Mempertentangkan zaman Indonesia dengan zaman pra-lndonesia, menurut analogi yang dibuat oleh umat Islam mengenai zaman Islam dan zaman Jahiliah, kiranya juga tidak tepat. Kalau istilah pertentangan ini ditempa semata-mata untuk keperluan ketajaman penalaran analitis mungkin masih dapat dibenarkan. Namun, kalau ia dimaksudkan sebagai suatu garis pemisah antara kurun waktu yang serba asli-Indonesia dan serba bukan-Indonesia sulit untuk diterima.
Sejauh yang mengenai keislaman pemisah tersebut correct, karena ia memang membedakan dua situasi kehidupan religius yang secara hakiki berlawanan: yang Jahiliah mengenai suatu sistem keanekaragaman Tuhan yang diciptakan oleh pikiran manusia, sedangkan yang Islam menegaskan sistem keesaan Tuhan yang diwahyukan oleh Tuhan sendiri.

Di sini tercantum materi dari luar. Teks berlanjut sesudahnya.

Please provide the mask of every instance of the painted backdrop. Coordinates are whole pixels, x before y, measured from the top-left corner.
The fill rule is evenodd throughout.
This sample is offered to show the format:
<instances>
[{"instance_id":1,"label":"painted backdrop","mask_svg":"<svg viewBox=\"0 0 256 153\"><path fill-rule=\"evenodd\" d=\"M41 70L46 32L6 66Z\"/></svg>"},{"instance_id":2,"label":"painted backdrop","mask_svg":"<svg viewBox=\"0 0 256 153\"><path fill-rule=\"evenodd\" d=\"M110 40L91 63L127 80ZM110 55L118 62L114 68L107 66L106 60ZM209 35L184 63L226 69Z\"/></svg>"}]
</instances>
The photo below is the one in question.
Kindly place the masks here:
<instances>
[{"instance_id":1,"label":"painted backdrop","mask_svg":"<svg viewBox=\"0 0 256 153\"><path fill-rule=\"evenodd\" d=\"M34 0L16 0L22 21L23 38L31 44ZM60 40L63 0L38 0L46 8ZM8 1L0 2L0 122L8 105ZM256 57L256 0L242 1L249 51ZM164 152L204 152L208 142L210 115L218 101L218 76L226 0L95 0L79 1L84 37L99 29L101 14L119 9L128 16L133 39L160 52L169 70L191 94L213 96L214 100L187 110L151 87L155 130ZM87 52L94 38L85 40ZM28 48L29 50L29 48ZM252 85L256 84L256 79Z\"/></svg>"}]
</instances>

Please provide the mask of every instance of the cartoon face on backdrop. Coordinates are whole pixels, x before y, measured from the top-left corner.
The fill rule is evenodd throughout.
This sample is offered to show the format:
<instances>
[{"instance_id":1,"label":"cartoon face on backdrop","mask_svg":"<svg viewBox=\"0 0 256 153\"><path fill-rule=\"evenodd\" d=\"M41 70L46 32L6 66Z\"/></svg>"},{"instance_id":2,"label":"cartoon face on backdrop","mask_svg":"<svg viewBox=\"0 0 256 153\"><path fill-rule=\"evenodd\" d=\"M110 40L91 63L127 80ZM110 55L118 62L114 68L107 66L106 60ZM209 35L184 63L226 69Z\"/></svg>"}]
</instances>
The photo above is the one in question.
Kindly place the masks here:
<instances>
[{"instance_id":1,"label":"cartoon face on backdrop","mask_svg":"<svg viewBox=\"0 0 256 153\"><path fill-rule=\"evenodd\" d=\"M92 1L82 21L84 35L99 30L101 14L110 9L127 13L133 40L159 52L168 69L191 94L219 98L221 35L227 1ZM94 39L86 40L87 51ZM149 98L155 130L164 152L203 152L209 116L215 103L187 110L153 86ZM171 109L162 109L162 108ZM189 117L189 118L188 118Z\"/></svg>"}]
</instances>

Negara-Bangsa sebagaimana yang tercermin pada sebutan "Indonesia" adalah suatu pikiran konseptual rumusan manusia yang sudah terlatih untuk berpikir abstrak. Berhubung dengan itu ia dapat dikatakan merupakan pertanda adanya kemajuan, sesedikitnya kemajuan berpikir. Sebagai kemajuan ia dalam dirinya merupakan suatu proses yang berkesinambungan.

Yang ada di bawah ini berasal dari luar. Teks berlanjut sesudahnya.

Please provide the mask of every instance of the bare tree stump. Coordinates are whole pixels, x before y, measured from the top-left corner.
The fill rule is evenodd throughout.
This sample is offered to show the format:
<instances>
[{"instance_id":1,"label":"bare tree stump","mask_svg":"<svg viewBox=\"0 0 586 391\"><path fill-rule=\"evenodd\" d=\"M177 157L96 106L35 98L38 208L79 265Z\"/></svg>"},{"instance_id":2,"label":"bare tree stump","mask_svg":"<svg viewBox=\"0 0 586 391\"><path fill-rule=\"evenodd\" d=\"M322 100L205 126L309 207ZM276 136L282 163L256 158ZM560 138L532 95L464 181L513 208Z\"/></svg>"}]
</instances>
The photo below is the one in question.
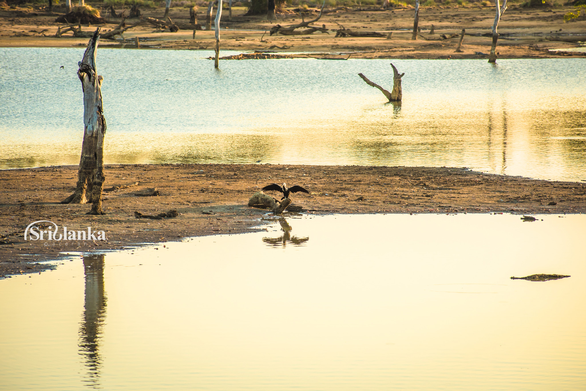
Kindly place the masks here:
<instances>
[{"instance_id":1,"label":"bare tree stump","mask_svg":"<svg viewBox=\"0 0 586 391\"><path fill-rule=\"evenodd\" d=\"M104 187L104 135L106 121L104 118L101 87L103 78L97 74L96 52L100 40L100 28L87 43L87 49L79 64L77 76L83 91L83 142L77 171L75 192L62 203L93 203L88 215L105 215L102 210Z\"/></svg>"},{"instance_id":2,"label":"bare tree stump","mask_svg":"<svg viewBox=\"0 0 586 391\"><path fill-rule=\"evenodd\" d=\"M496 9L496 15L495 16L495 22L492 25L492 46L490 46L490 54L488 56L488 62L489 63L496 62L496 43L499 40L499 33L497 31L497 28L499 26L500 16L507 9L507 0L505 0L502 7L499 0L495 0L495 6Z\"/></svg>"},{"instance_id":3,"label":"bare tree stump","mask_svg":"<svg viewBox=\"0 0 586 391\"><path fill-rule=\"evenodd\" d=\"M277 20L277 16L275 15L275 0L268 0L267 4L267 20Z\"/></svg>"},{"instance_id":4,"label":"bare tree stump","mask_svg":"<svg viewBox=\"0 0 586 391\"><path fill-rule=\"evenodd\" d=\"M460 36L460 42L458 43L458 47L456 47L456 53L462 53L460 47L462 46L462 41L464 40L464 34L466 33L466 29L462 29L462 35Z\"/></svg>"},{"instance_id":5,"label":"bare tree stump","mask_svg":"<svg viewBox=\"0 0 586 391\"><path fill-rule=\"evenodd\" d=\"M419 30L417 25L419 24L419 0L415 0L415 17L413 19L413 35L411 39L413 40L417 39L417 33Z\"/></svg>"},{"instance_id":6,"label":"bare tree stump","mask_svg":"<svg viewBox=\"0 0 586 391\"><path fill-rule=\"evenodd\" d=\"M195 12L195 7L189 8L189 23L197 24L197 13Z\"/></svg>"},{"instance_id":7,"label":"bare tree stump","mask_svg":"<svg viewBox=\"0 0 586 391\"><path fill-rule=\"evenodd\" d=\"M403 88L401 86L401 78L405 75L405 73L403 73L399 74L399 73L397 70L397 68L395 67L395 66L391 63L391 66L393 67L393 90L391 92L389 92L376 83L373 83L369 80L366 76L364 76L362 73L359 73L358 76L360 76L362 80L370 87L374 87L380 90L381 92L382 92L387 99L389 100L389 102L400 101L403 99Z\"/></svg>"},{"instance_id":8,"label":"bare tree stump","mask_svg":"<svg viewBox=\"0 0 586 391\"><path fill-rule=\"evenodd\" d=\"M209 31L212 29L212 12L213 11L213 0L210 1L207 5L207 13L206 14L206 30Z\"/></svg>"},{"instance_id":9,"label":"bare tree stump","mask_svg":"<svg viewBox=\"0 0 586 391\"><path fill-rule=\"evenodd\" d=\"M278 204L278 202L279 201L276 200L270 196L267 195L263 192L257 192L248 200L248 206L263 205L271 208L273 213L279 215L283 213L283 211L287 209L287 206L291 203L291 201L288 198L285 198L280 201L280 205Z\"/></svg>"}]
</instances>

Dalam proses yang begini secara real tidak mungkin ditetapkan patok pemisah yang menandakan akhir dari sesuatu dan permulaan dari yang lain. Sampai sekarang pun pikiran konseptual mengenai negara nasional masih terus berkembang: di awal perkembangannya dahulu (abad ke-19) orang tidak hanya membedakan, tetapi juga memisahkan, pengertian "Negara" dan pengertian "Bangsa"; dewasa ini kedua pengertian itu dipersatukan sehingga menjadi "Negara-Bangsa".
Dalam proses perkembangan kemajuan pikiran konseptual ini memang selalu tampil ke permukaan tema dialektika tentang kemajuan yang tetap setia pada hakikatnya sendiri dan penolakan terhadap sinonimi serta keterbatasan bentuk-bentuk positivisme yang biasa menyelubunginya. Tema dialektika yang bernada begini lebih-lebih menonjol di kalangan cendekiawan pribumi di tanah jajahan seperti yang jelas diutarakan oleh Prof. S. Takdir Alisjahbana dalam tulisannya mengenai bunyi beberapa makalah yang dibahas dalam "Permusyawaratan Perguruan Indonesia" di Solo tanggal 8-10 Juni 1935. Harus diakui bahwa tema ini sampai sekarang tetap tergolong yang tersulit dari semua dialektika. Maka itu, ada saja militan dan cendekiawan yang mengetengahkan keaslian tanpa masa depan atau mengusulkan modernisme tanpa akar.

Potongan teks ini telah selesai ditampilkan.